Houston Texans Restructure Contracts To Free Up $22.5 Million In Cap Space

A detail view of the Houston Texans logo

The Houston Texans are officially playing chess while some teams are still setting up checkers pieces. With free agency knocking on the door, the Texans’ front office has been working overtime.

Houston restructured the contracts of Cornerback Derek Stingley Jr. and Safety Jalen Pitre, converting portions of their base salaries into signing bonuses. The result? More than $22 million in immediate cap relief. That is not nothing. That is, in fact, quite a lot of something.

What the Texans Actually Did Here

For Stingley, the Texans converted $20.38 million of his 2026 base salary into a signing bonus, dropping his 2026 salary to $1.215 million and his cap hit to $10.791 million. A void year was added. Stingley still walks away with the same $22.095 million in cash this season; the money looks different on paper.

For Pitre, a similar move was made, spreading his future cap hits more evenly. He carries a $9.5 million salary in both 2027 and 2028, with cap hits of $14.557 million in each of those years. Together, these two restructures freed up enough money to make General Manager Nick Caserio feel pretty good about himself heading into the weekend.

Why the Texans Needed the Cap Space

Here is where the human element kicks in. The Texans are not restructuring contracts just for fun. They have real, urgent needs, and they know it.

The offensive line has been a glaring issue for longer than Texans fans would care to admit. Houston is expected to attack that problem aggressively in free agency, targeting multiple interior linemen who can actually protect C.J. Stroud. After watching their quarterback absorb punishment that no one should have to endure, this front office owes him better. The Texans owe him better.

These contract restructures are part of a wider financial cleanup that Caserio has been conducting at a feverish pace. In the last 96 hours alone, the Texans traded Offensive Lineman Tytus Howard to the Cleveland Browns for a Day 3 pick, freeing up $4 million.

They also extended Defensive End Danielle Hunter and Tight End Dalton Schultz, each of whom shuffled money around in a cap-friendly way. Then came Joe Mixon’s release, which saved $8 million in cap space, though $6 million of that went right back out the door to pay for David Montgomery, who came over from Detroit via trade.

When you add it all up, the Texans are sitting at approximately $36.8 million in cap space, with that number expected to climb past $40 million once Linebacker Azeez Al-Shaair gets his one-year extension, pushing money into 2027.

What Stingley and Pitre Mean To the Texans’ Defense

Stingley, 24, is locked up through 2029. His salaries over the final three years of his deal sit at $20 million, $21 million, and $21 million, with cap hits ranging in the $29-31 million neighborhood. For a cornerback who recorded 4 interceptions, 15 passes defended, and appeared in all 17 games in 2025, that is money the Texans are happy to spend.

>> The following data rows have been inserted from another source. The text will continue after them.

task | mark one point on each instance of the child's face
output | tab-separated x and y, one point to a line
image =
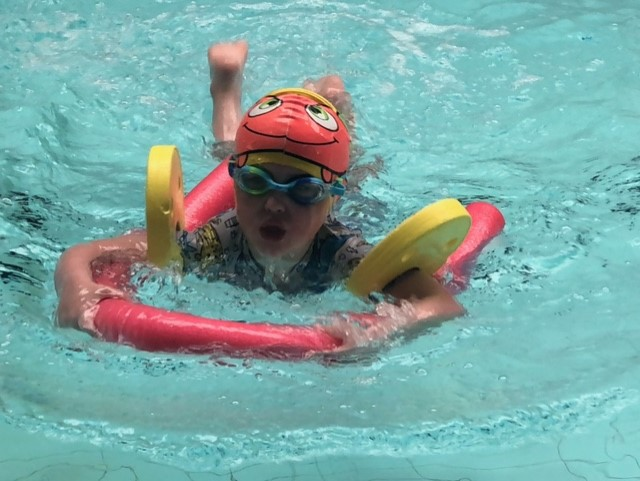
274	224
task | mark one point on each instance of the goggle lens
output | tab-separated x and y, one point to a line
305	190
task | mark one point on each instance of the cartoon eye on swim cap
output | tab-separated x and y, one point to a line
301	124
265	107
320	115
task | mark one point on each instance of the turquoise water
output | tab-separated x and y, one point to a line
532	106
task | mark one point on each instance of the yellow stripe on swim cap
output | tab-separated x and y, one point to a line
284	159
306	93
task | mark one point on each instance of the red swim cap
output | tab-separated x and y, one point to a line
299	123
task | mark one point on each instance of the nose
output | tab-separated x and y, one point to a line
275	202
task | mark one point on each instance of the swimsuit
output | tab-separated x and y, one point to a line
219	250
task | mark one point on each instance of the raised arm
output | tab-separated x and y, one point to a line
78	293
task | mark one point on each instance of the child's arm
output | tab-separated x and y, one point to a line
429	300
78	293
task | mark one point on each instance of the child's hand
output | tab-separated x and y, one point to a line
79	304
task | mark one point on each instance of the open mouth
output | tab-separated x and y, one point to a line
272	233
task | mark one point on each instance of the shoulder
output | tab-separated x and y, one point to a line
342	247
211	240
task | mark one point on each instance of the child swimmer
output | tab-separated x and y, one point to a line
291	152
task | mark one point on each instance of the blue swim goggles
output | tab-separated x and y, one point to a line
305	190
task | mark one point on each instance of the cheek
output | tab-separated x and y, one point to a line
311	219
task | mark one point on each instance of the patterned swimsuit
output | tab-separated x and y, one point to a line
219	250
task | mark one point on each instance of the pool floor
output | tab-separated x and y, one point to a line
605	451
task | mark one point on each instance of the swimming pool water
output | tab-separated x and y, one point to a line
534	107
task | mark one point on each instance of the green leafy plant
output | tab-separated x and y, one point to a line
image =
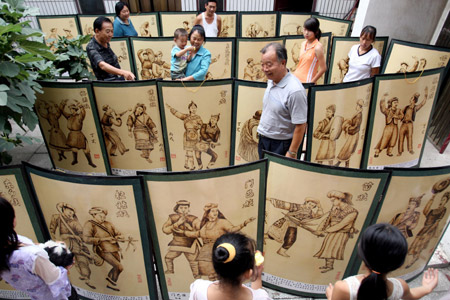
24	58
71	57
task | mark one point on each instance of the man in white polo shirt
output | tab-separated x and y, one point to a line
211	22
285	108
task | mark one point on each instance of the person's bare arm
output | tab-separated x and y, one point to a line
321	61
299	132
115	71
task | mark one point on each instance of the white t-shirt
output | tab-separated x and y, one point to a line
199	291
359	66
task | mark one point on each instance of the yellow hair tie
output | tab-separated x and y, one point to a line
231	251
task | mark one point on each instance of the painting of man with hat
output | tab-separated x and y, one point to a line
70	231
337	228
284	230
177	224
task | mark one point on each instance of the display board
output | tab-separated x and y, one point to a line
338	117
132	129
196	121
258	24
209	208
103	219
405	57
70	127
170	21
416	202
338	66
400	114
314	216
152	57
248	58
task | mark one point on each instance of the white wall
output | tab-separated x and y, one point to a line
408	20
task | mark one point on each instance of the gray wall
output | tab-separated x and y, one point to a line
408	20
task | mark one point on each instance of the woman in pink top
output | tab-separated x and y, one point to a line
311	63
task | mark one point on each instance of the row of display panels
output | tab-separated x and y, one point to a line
124	127
307	219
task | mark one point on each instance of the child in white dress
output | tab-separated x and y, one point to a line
234	262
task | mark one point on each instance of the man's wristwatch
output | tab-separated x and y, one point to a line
293	153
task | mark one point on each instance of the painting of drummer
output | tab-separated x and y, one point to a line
326	133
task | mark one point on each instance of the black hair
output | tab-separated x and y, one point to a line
180	32
8	237
312	24
120	6
370	31
200	30
383	249
59	255
98	23
244	260
280	50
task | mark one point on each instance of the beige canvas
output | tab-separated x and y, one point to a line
198	123
405	58
229	24
145	25
418	206
249	56
258	25
111	206
66	118
291	24
132	129
397	141
170	22
339	69
249	110
293	47
300	205
152	58
212	211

Pitre, meanwhile, has proven himself to be one of the more underrated safeties in the league. He hits hard, he communicates well, and he fits perfectly in Houston’s defensive scheme. Keeping him on a manageable deal structure was simply smart business.

The Texans Are Built to Compete

Here is the part that should genuinely excite Houston fans. The Texans are not restructuring contracts out of desperation. They are restructuring contracts with a plan. There is a big difference between a team that moves money around because they have no choice and a team that moves money around because they are setting the table for something bigger.

This Texans roster is built around a young quarterback in Stroud who has already shown flashes of being a genuine franchise cornerstone. They have defensive talent. They have draft capital.

What they need now is to convert all that financial maneuvering into actual roster improvement. The offensive line additions have to happen. The right free agent signings have to come through.

Caserio and the Texans have done the hard, unglamorous work of clearing space. Now comes the part where it either pays off or it does not. Houston fans have seen too many offseasons that started with promise and ended with disappointment. This one feels different. Whether it actually is different, we are about to find out. Free agency opens March 11. The Texans will be ready.